A solução põe-se como o enigma da esfinge de Tebas: “decifra-me ou te devoro”. Ela é sempre especifica, própria a cada território. Aos que não acharem o caminho justo restará o ônus do conflito entre a ambiciosa empresa humana e os limites da natureza. Está claro que os caminhos, as opções de resolução, dependem das relações sociais específicas de cada lugar, mas sempre no contexto mais amplo das assimetrias da realidade brasileira.
A essa discussão subjaz a questão prática: qual a estratégia para fazer o desenvolvimento econômico, sem predação dos recursos ambientais e, especialmente, sem avançar na fronteira de desflorestamento para que se reduza, sistematicamente, a taxa de desmatamento?
Na Amazônia Ocidental, estão em curso três experiências diferenciadas. O estado do Amazonas aposta no desenvolvimento de uma economia urbana-industrial, por meio da zona Franca de Manaus, com efeito multiplicador em toda a economia estadual. Garante a preservação dos ecossistemas, mas produz um enorme desequilíbrio espacial.

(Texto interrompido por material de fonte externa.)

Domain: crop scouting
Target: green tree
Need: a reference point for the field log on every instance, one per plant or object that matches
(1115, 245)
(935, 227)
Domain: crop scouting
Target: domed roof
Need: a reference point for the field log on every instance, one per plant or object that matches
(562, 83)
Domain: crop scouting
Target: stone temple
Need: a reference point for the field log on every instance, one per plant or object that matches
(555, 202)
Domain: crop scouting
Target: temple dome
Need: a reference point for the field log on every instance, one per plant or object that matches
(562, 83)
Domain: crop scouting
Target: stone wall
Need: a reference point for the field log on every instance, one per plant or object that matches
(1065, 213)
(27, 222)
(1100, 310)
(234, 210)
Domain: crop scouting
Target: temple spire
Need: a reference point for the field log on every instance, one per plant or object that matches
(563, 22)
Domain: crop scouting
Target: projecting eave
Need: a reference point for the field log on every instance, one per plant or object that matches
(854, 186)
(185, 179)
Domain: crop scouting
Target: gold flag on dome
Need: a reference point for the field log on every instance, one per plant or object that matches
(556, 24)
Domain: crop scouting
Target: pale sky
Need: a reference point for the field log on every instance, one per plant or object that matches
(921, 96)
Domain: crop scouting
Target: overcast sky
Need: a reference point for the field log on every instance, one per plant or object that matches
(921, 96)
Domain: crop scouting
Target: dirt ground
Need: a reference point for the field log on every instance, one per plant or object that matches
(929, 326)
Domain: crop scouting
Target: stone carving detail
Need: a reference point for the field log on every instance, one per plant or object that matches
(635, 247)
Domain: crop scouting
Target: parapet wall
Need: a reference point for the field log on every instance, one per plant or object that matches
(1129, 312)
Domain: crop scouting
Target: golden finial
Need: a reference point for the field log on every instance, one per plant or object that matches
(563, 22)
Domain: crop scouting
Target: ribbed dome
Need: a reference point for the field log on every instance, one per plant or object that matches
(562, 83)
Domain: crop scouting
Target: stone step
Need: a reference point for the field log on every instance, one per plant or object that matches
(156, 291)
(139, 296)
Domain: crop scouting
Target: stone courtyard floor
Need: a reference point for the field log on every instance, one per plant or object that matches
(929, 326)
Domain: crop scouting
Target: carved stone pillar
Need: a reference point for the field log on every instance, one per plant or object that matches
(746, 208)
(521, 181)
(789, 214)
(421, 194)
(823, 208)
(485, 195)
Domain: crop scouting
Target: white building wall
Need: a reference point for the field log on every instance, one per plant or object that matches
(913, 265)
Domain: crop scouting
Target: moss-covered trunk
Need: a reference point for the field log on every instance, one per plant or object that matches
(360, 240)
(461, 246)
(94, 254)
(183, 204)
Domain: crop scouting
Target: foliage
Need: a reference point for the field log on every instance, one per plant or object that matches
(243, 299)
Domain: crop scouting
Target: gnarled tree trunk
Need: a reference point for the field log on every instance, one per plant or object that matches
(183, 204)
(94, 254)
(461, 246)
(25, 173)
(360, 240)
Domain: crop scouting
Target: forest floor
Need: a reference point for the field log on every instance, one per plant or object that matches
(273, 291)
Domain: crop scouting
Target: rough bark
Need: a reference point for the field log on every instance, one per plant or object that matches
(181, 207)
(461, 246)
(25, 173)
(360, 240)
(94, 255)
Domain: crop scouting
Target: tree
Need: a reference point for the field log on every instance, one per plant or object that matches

Rondônia alicerça seu desenvolvimento no agronegócio e na agroindústria que resultaram em efeitos destrutivos nos recursos naturais. Certamente, esbarrará  em limites ambientais intransponíveis. O Acre optou por uma saída equilibrada que harmoniza desenvolvimento econômico, conservação dos recursos florestais, inclusão social, equilíbrio territorial, valorização da cultura e identidade locais, que tem raízes na sua história e em suas  populações tradicionais.
Todas as dimensões da estratégia são importantes, porém duas são determinantes: a economia e a cultura. O desafio é fazer crescer o produto econômico com o  incremento da produtividade no conjunto da economia. Expansão econômica e produtividade são as variáveis essenciais da equação do desenvolvimento. Aliás, desenvolvimento econômico, conceitualmente, manifesta-se fundamentalmente como aumento da produtividade da economia.
A industrialização, que cria oportunidades para elevação do padrão tecnológico, é a opção mais eficaz para aumentar a produtividade que permite o aumento do produto interno, com redução ampla e significativa do crescimento da produção extensiva. O crescimento da produção industrial será acompanhada pela agregação de valor à pequena indústria, ao extrativismo, à produção agrícola familiar, à pecuária e, de modo geral, aos pequenos negócios.
A elevação da produtividade da agropecuária nas áreas abertas resultará na substituição da produção extensiva pela intensiva. O que significa maior produção na mesma área de terra. Com a mudança, será possível evitar desmatamento e aumentar a produção, ao mesmo tempo. A intensificação da produção nas áreas já desmatadas é a saída tecnológica para garantir aos agricultores familiares espaço para produção e tornar residual o desflorestamento.
Desenvolver a produção florestal, pelo manejo sustentável dos recursos, valorizando os ativos florestais, é também uma forma de evitar desmatamento. De fato, aumentar a produtividade supõe o emprego de novas tecnologias: a mecanização do preparo do solo, a calagem, a mecanização da colheita, o uso de fertilizantes, a rotação de culturas com leguminosa, enfim um manejo racional dos cultivos e criatórios.
Ocorre que uma apreciável fração desses solos experimenta processo de degradação.  Não haverá desenvolvimento agrícola no Acre sem recuperação das áreas em processo de degradação. Para isto, além da aração, gradagem e rotação de culturas com leguminosas, uma prática é imprescindível: a calagem. A correção da acidez pela aplicação de calcário à terra.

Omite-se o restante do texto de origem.